The only difference was that she was being held there purely by the Force, with Snoke having apparently tightened his grip on her body to the point that he could keep her locked rigid in position while he focused on another distraction - in this case General Hux, who'd showed up accompanied by a straight-backed engineering officer named Major Vize, to brief their master on something called the hyperwave array.
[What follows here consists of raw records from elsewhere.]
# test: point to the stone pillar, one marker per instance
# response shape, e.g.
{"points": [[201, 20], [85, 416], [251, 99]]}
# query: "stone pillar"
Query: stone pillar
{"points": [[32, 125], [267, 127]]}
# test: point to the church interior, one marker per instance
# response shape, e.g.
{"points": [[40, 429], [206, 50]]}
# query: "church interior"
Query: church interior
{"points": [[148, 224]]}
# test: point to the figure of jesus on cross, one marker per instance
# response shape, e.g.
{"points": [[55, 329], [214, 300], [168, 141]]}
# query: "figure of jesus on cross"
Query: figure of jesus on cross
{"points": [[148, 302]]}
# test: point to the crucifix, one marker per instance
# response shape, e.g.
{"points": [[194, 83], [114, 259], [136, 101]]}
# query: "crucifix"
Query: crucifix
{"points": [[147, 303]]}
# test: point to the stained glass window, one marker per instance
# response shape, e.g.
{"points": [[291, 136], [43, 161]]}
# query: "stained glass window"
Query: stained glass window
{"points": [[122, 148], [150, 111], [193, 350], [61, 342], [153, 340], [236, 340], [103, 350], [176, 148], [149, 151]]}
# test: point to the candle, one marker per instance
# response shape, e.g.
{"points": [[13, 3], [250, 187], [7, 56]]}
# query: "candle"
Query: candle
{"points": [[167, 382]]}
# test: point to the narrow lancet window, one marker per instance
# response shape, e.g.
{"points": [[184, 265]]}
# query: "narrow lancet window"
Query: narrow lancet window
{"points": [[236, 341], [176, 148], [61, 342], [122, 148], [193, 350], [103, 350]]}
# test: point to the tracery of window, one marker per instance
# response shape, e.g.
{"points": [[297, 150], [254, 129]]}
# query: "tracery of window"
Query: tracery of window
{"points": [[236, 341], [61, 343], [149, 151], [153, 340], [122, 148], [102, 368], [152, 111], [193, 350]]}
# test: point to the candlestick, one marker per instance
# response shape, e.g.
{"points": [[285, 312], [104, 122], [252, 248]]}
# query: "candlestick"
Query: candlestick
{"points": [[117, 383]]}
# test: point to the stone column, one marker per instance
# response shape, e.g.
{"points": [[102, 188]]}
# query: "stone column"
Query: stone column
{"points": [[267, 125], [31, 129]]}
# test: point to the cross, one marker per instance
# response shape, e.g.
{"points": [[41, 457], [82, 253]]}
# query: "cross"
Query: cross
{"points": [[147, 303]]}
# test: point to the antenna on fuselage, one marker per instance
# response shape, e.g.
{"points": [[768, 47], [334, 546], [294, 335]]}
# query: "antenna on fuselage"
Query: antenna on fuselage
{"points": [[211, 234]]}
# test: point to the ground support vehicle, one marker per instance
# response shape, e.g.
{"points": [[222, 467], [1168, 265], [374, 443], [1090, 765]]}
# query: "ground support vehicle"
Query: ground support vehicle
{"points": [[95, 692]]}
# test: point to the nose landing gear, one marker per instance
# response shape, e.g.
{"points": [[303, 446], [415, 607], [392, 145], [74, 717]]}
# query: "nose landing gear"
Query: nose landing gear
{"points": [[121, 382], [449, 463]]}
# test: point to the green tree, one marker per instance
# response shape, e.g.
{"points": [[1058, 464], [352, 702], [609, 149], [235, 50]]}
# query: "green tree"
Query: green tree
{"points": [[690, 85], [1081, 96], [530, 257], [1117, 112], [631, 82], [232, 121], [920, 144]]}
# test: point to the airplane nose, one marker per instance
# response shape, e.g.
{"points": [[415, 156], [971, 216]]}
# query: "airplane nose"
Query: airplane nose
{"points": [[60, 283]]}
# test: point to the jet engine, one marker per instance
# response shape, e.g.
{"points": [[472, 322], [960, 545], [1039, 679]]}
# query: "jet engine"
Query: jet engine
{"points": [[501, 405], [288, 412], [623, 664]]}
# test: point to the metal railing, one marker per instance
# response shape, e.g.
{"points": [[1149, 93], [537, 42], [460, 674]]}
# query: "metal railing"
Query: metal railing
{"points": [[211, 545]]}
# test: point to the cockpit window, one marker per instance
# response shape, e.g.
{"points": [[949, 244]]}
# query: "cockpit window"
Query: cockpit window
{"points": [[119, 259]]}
"We still don't know exactly what the damage is, or where," Vize frowned. She suspected Hux had brought him along in the hope he would distract his master's anger. "The array is forty miles long, Supreme Leader. The maintenance droids can only detect malfunctions that they know to look for, and the internal hardware might not be giving accurate readouts."

She saw Ben watching her. She was pleased she could still turn her eyes and look at him, pleased he was looking back.

She dipped her eyes. She understood now. Snoke was too powerful to confront directly. All either of them could do was roll with the punches.

Shortly before Hux's arrival, she'd gathered all her strength and will, and only managed to squirm helplessly in Snoke's grip. And she was starting to suspect that even that had been because he'd let her. In response, he'd given a flicker of amusement - and slammed her off the floor three more times. She couldn't even shout, now he'd worked out how to clench her jaw shut.

She supposed the reason she didn't feel so bad about it was because Snoke's anger meant good things had happened. The rebels had escaped, his plans had been set back.

Or perhaps she just liked being taken control of by powerful Force-users.

But she looked back at Ben, and somehow they were both smiling.

"How long will repairs take?" Snoke snarled.

"A week. At least. Maybe several months, if there are multiple points involved."

"The array doesn't just let us track rebel ships in hyperspace," Ben explained quietly. She wrinkled a frown, and realised he was communicating in a way Snoke and the others couldn't see. She smiled at that. "But it's also the only safe way we can navigate in and out of the First Order's stronghold in the Unknown Regions."

She understood that, vaguely. The Unknown Regions beyond the Outer Rim were full of shifting hyperspace anomalies that made them impossible to navigate reliably using pre-programmed jumps - a sensor that could detect hyperspace movement at long range could probably also allow them to see the shifts as they happened, and navigate around them.

But Hux was marching away. Snoke's attention was turning fully back to them.

"Get to your ship, Lord Ren. Pursue the rebels. Hunt them down. Meanwhile, I will amuse myself with the domestication of my new pet...."

"Yes, Leader," Ben nodded. But there was a new bounce to him as he straightened up from his bow, and Rey knew exactly why. She grinned, or tried to, and didn't care that the monster who now owned her knew.

"Interesting," Snoke purred. "So it appears that you might be a new way to motivate the boy."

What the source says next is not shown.